Creating a User and Granting Permissions

This section describes how to use IAM to implement fine-grained permissions control for your CCI resources. With IAM, you can:

Create IAM users for employees based on your enterprise's organizational structure. Each IAM user will have their own security credentials for accessing CCI resources.
Grant users only the permissions required to perform a given task based on their job responsibilities.
Entrust an account or cloud service to perform efficient O&M on your CCI resources.

If your account does not require individual IAM users, skip this section.

The following is the procedure for granting permissions (see Figure 1).

You have learned about the permissions supported by CCI.

Figure 1 Process of granting CCI permissions

Create a user group and assign permission.
Create a user group (for example, Developers) on the IAM console and assign the CCI CommonOperations policy to the group.
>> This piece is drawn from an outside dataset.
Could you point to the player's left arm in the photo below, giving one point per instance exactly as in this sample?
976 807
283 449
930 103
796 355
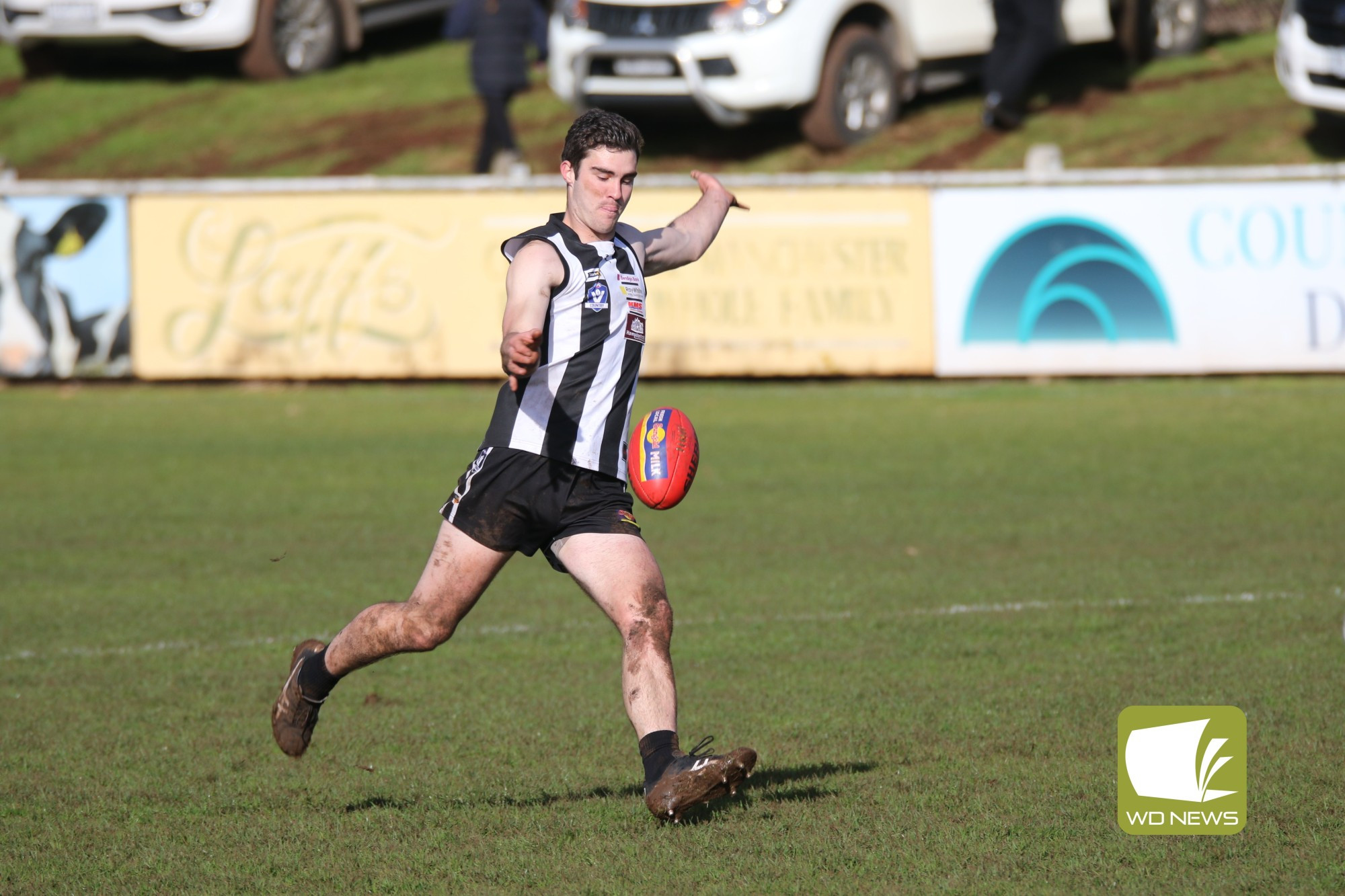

CCI is a project-level service. When assigning system-defined policies to users, you also need to assign the IAM ReadOnlyAccess policy to the users.
Create a user and add it to a user group.
Create a user (for example, James) on the IAM console and add the user to the group created in 1.
Log in as the user you created and verify permissions.
Log in to the management console as the user you created and verify that the user has the assigned permissions.
- Choose Service List > Cloud Container Instance. In the navigation pane, choose Workloads. On the Deployments tab, click Create Deployment. If the Deployment is created successfully, the CCI CommonOperations policy has taken effect.
- Choose Service List > Cloud Container Instance. In the navigation pane, choose Namespaces. On the page displayed, click Create Namespace. If the namespace cannot be created, the CCI CommonOperations policy has taken effect.